Azedume
Crónica. Domingo. Bird Magazine.
As tardes de Verão tiveram quase sempre,
no meu imaginário, três ou quatro bandas sonoras, monótonas, taciturnas e muito
pouco animadoras. Hoje não é excepção. A sirene dos bombeiros lamenta-se
arrastadamente, fecho os estores e imagino que seja noite, com a sua longa
túnica pontilhada aqui e ali com tremeluzentes pontos, longos, inimagináveis
distâncias de tempos em que eu, deduzo, fosse um outro qualquer aglomerado de
átomos, uma abundância relativa noutras percentagens, um isótopo ou apenas e só
o pontilhado feliz e errante dos electrões que surgem e desaparecem nos
diferentes níveis de energia.
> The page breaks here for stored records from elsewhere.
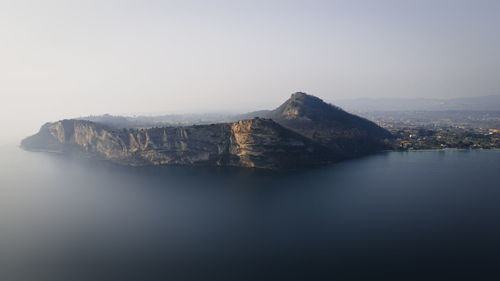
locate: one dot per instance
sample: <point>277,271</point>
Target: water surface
<point>394,216</point>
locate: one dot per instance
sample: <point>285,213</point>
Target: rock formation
<point>304,131</point>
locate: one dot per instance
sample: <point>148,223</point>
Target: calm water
<point>395,216</point>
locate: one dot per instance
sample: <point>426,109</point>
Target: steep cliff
<point>259,143</point>
<point>342,132</point>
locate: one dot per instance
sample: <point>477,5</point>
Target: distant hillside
<point>483,103</point>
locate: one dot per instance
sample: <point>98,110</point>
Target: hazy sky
<point>68,58</point>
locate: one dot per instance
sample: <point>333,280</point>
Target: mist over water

Ouço os carros zunirem, alternamente, novamente,
a sirene dos bombeiros brame na quente tarde enquanto alguém se queixa do
barulho,
- há quem tenha crianças para dormir
Sacudo a cabeça, antes fosse noite e todas
as vozes que não chegam ao céu se calassem por momentos, se cingissem ao gutural
arrastado de um ronco que sai da cavernosa reentrância para o vazio, que é a
boca de quem protesta.
- não se pode com este cheiro a fumo nas
casas
Ouço por entre o barulho do longo tapete
castanho com riscas cor-de-laranja, ondulando ao sabor da jugular força de
braços, a maré de pó que se esbate na praia das janelas dos pisos inferiores.
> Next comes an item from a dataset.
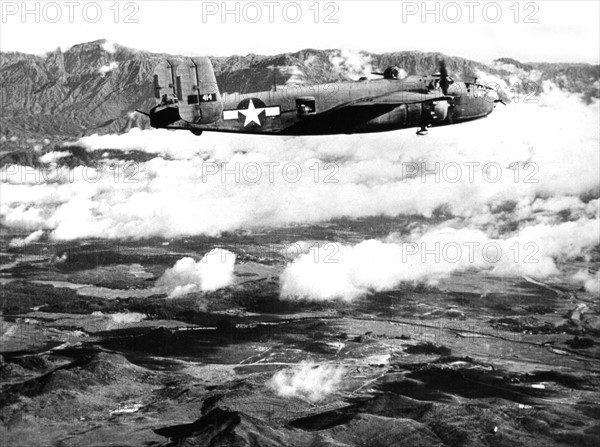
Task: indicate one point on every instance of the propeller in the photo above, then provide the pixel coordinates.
(444, 83)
Não, não se pode com o fumo. Acredito que o lamentar se deva ao cheiro que se
incrusta nas narinas e não, nem por um momento, pelas assustadas aves
afugentadas pelo fumo, os coelhos e lebres, os raros esquilos, os inusitados
texugos que não acreditam ter visto, as fogueadas raposas e toda a bicharada
alada, corredora ou rastejante, fugindo para proteger o pelo, a pele, a
quitina.
- esta nortada, dá cabo da praia e das
férias, que nojo
E claro, o enjoado opinar dever-se-á,
tampouco, pela necessidade de dobrar o guarda-sol, escarrar e abafar duas ou
três beatas na areia acompanhadas pela garrafa de cerveja, deixar para trás o
pau do gelado ou o brinquedo que saiu no HappyMeal. Nunca seria preocupação
pelo alimentar das labaredas que continuam sem dar descanso a centenas de
homens e mulheres, enfarruscados, com o cansaço a gotejar nas faces.
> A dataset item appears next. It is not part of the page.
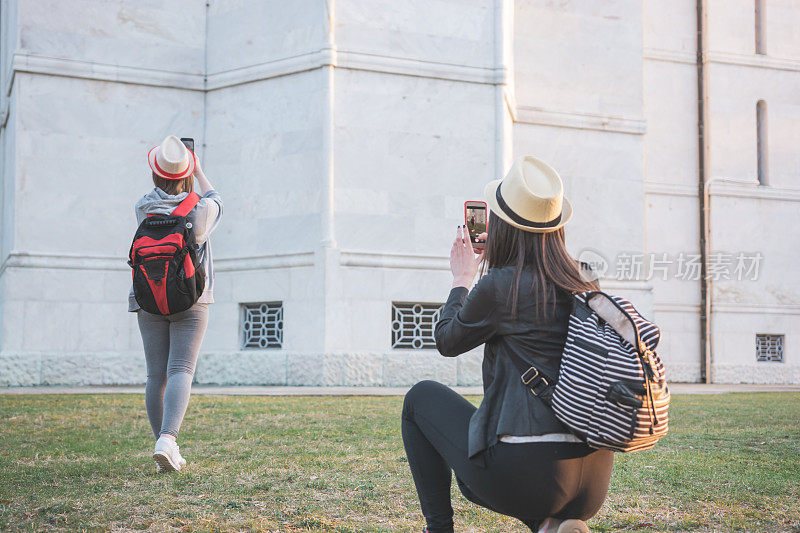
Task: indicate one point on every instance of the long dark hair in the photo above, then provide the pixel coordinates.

- às tantas são eles que chegam o lume
para ganhar uns trocos
E nada me surpreende mais depois disto.
Rio num esgar de escárnio e divirto-me a imaginar os seus próprios umbigos como
um sepulcral buraco negro para onde escorre toda a estupidez que exala dos
pensamentos em forma de opiniões.
- não se pode com o que escreves
E nada mais do que fazendo a vontade a
quem se habitua a ser parede, continuo a azedar-me e fico-me por aqui. Um dia
deslevedo-me, volto a ser cereal e daí ao suor da mão de um agricultor bastará
um fino cordão de prata para voltar ao local de onde não deveria ter saído.